Most data on microplastic concentrations comes from commercial and research ships that tow plankton nets—long, cone-shaped nets with very fine mesh designed for collecting marine microorganisms.
But net trawling can sample only small areas and may be underestimating true plastic concentrations. Except in the North Atlantic and North Pacific gyres—large zones where ocean currents rotate, collecting floating debris—scientists have done very little sampling for microplastics. And there is scant information about how these particles’ concentrations vary over time.
To address these questions, University of Michigan research assistant Madeline Evans and I developed a new way to detect microplastic concentrations from space using NASA’s Cyclone Global Navigation Satellite System. CYGNSS is a network of eight microsatellites that was launched in 2016 to help scientists predict hurricanes by analyzing tropical wind speeds. They measure how wind roughens the ocean’s surface—an indicator that we realized could also be used to detect and track large quantities of microplastics.
Looking for smooth zones
The radars on CYGNSS satellites are designed to measure winds over the ocean indirectly by measuring how they roughen the water’s surface. We knew that when there is a lot of material floating in the water, winds don’t roughen it as much. So we tried computing how much smoother measurements indicated the surface was than it should have been if winds of the same speed were blowing across clear water.
This anomaly—the “missing roughness”—turns out to be highly correlated with the concentration of microplastics near the ocean surface. Put another way, areas where surface waters appear to be unusually smooth frequently contain high concentrations of microplastics. The smoothness could be caused by the microplastics themselves, or possibly by something else that’s associated with them.
By combining all the measurements made by CYGNSS satellites as they orbit around the world, we can create global time-lapse images of ocean microplastic concentrations. Our images readily identify the Great Pacific Garbage Patch and secondary regions of high microplastic concentration in the North Atlantic and the southern oceans.
Tracking microplastic flows over time
Since CYGNSS tracks wind speeds constantly, it lets us see how microplastic concentrations change over time. By animating a year’s worth of images, we revealed seasonal variations that were not previously known.
We found that global microplastic concentrations tend to peak in the North Atlantic and Pacific during the Northern Hemisphere’s summer months. June and July, for example, are the peak months for the Great Pacific Garbage Patch.
Concentrations in the Southern Hemisphere peak during its summer months of January and February. Lower concentrations during the winter in both hemispheres are likely due to a combination of stronger currents that break up microplastic plumes and increased vertical mixing—the exchange between surface and deeper water—that transports some of the microplastic down below the surface.

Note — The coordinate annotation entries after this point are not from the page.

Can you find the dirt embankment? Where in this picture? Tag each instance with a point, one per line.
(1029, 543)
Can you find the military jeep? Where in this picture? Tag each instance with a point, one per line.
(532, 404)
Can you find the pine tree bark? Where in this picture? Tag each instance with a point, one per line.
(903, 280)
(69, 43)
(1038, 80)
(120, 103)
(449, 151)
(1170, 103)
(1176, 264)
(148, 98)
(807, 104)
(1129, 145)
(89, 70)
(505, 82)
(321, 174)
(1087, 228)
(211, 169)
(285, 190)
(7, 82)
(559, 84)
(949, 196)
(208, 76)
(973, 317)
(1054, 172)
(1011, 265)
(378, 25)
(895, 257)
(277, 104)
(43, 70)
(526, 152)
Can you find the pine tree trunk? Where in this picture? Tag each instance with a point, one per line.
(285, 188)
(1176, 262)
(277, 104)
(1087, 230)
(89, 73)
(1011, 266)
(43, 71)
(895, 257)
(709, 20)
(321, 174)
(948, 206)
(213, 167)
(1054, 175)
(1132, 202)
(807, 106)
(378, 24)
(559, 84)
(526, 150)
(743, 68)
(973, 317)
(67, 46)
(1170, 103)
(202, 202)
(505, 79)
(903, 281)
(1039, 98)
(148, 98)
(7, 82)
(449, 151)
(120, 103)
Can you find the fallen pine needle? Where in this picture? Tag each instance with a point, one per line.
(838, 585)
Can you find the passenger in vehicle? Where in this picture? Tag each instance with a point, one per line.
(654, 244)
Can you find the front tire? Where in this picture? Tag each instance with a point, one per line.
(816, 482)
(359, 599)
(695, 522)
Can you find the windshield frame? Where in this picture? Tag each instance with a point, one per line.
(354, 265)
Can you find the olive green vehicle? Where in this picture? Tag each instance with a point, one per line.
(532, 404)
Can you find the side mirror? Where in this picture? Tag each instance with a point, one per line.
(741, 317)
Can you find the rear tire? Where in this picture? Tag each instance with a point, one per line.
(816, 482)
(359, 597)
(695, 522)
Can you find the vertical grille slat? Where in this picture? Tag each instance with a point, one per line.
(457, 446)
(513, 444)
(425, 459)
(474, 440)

This approach can also target smaller regions over shorter periods of time. For example, we examined episodic outflow events from the mouths of the China’s Yangtze and Qiantang rivers where they empty into the East China Sea. These events may have been associated with increases in industrial production activity, or with increases in the rate at which managers allowed the rivers to flow through dams.
While the ocean roughness anomalies that we observed correlate strongly with microplastic concentrations, our estimates of concentration are based on the correlations that we observed, not on a known physical relationship between floating microplastics and ocean roughness. It could be that the roughness anomalies are caused by something else that is also correlated with the presence of microplastics.
One possibility is surfactants on the ocean surface. These liquid chemical compounds, which are widely used in detergents and other products, move through the oceans in ways similar to microplastics, and they also have a damping effect on wind-driven ocean roughening.
Further study is needed to identify how the smooth areas that we identified occur, and if they are caused indirectly by surfactants, to better understand exactly how their transport mechanisms are related to those of microplastics.